La mattina ci svegliamo con la pioggia! Caricare la vespa, vestirsi con le cerate, proteggere il navigatore con il domopak e il telefono... che sudata! E via nel traffico del mattino. Quando piove a Napoli e dintorni è una tragedia. Pozzanghere enormi, voragini che si aprono, fango e molto altro. L'unica cosa è prendere l'autostrada e così facciamo fino a Castellammare da dove proseguiamo per Sorrento. Vogliamo fare la costiera amalfitana. Poco prima di Sorrento la vespa di Giuseppe si ferma. Candela e riparte. Cento metri ed è nuovamente ferma. Mentre io continuo le telefonate per il Giro e Carlo... dirige i lavori, Giuseppe e Domenico... lavorano sul mezzo. Si prova con la bobina e va tutto bene.

Si riparte con un vento dal mare fortissimo che ci crea seri problemi di stabilità. Si arriva in costiera e, inaspettatamente, un traffico da ferragosto. Non si va avanti. Domenico si arrabbia e parte. Noi lo seguiamo e, in men che non si dica, arriviamo ad Amalfi e fuori dal traffico: almeno cosi pensiamo noi! Ci divertiamo fino a Salerno. Curve e controcurve con panorami mozzafiato, vento forte e strada viscida. Bisogna fare molta attenzione. All'ingresso della città una coda di camion lunghissima ci blocca. Ma la lezione di Domenico di poco prima l'abbiamo appresa e, in un amen, arriviamo all'autostrada.

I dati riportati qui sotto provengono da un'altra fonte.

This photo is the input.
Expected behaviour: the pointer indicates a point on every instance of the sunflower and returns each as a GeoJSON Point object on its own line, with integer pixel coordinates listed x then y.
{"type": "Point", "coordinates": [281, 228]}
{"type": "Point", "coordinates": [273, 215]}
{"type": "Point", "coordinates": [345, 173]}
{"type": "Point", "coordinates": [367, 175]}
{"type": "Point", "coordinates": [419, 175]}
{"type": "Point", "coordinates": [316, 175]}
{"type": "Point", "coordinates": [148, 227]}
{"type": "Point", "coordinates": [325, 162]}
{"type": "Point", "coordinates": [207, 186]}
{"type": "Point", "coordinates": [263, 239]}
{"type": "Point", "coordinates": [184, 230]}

Siamo in forte ritardo, siamo costretti a correre e rinunciare  alle strade provinciali. Un panino per bloccare la fame e attenuare il freddo che inizia a farsi sentire. Uscita Lagonegro Nord e giù giù fino a Tortora dove ci attende Giuseppe. È il fratello di Franco del Vespa Club Antonino di Carrara che si è offerto di ospitarci. 10 km prima dell'arrivo un violento temporale ci assale impedendoci di correre. Siamo costretti a rallentare molto. Non si vede la strada che, oltretutto è tutta in discesa. L'appuntamento al distributore, il primo della Calabria. Veniamo accompagnati e trattati benissimo. Si sistemano velocemente i bagagli. Domenico e Giuseppe fanno il bucato, loro.

Ci vengono a prendere e andiamo a Scalea. Li troviamo i nostri piccoli amici con le loro famiglie. Una lunga chiacchierata ci conferma le difficoltà incontrate anche in altre regioni. I bimbi vanno a nanna e noi ascoltiamo i progetti del Vespa Club. È tardi anche per noi. Domani ci aspetta una tappa di circa 330 km. Tutti a dormire ma, anche questa volta è tardi, per me. Devo scrivere l'articolo ed è l'una e trenta.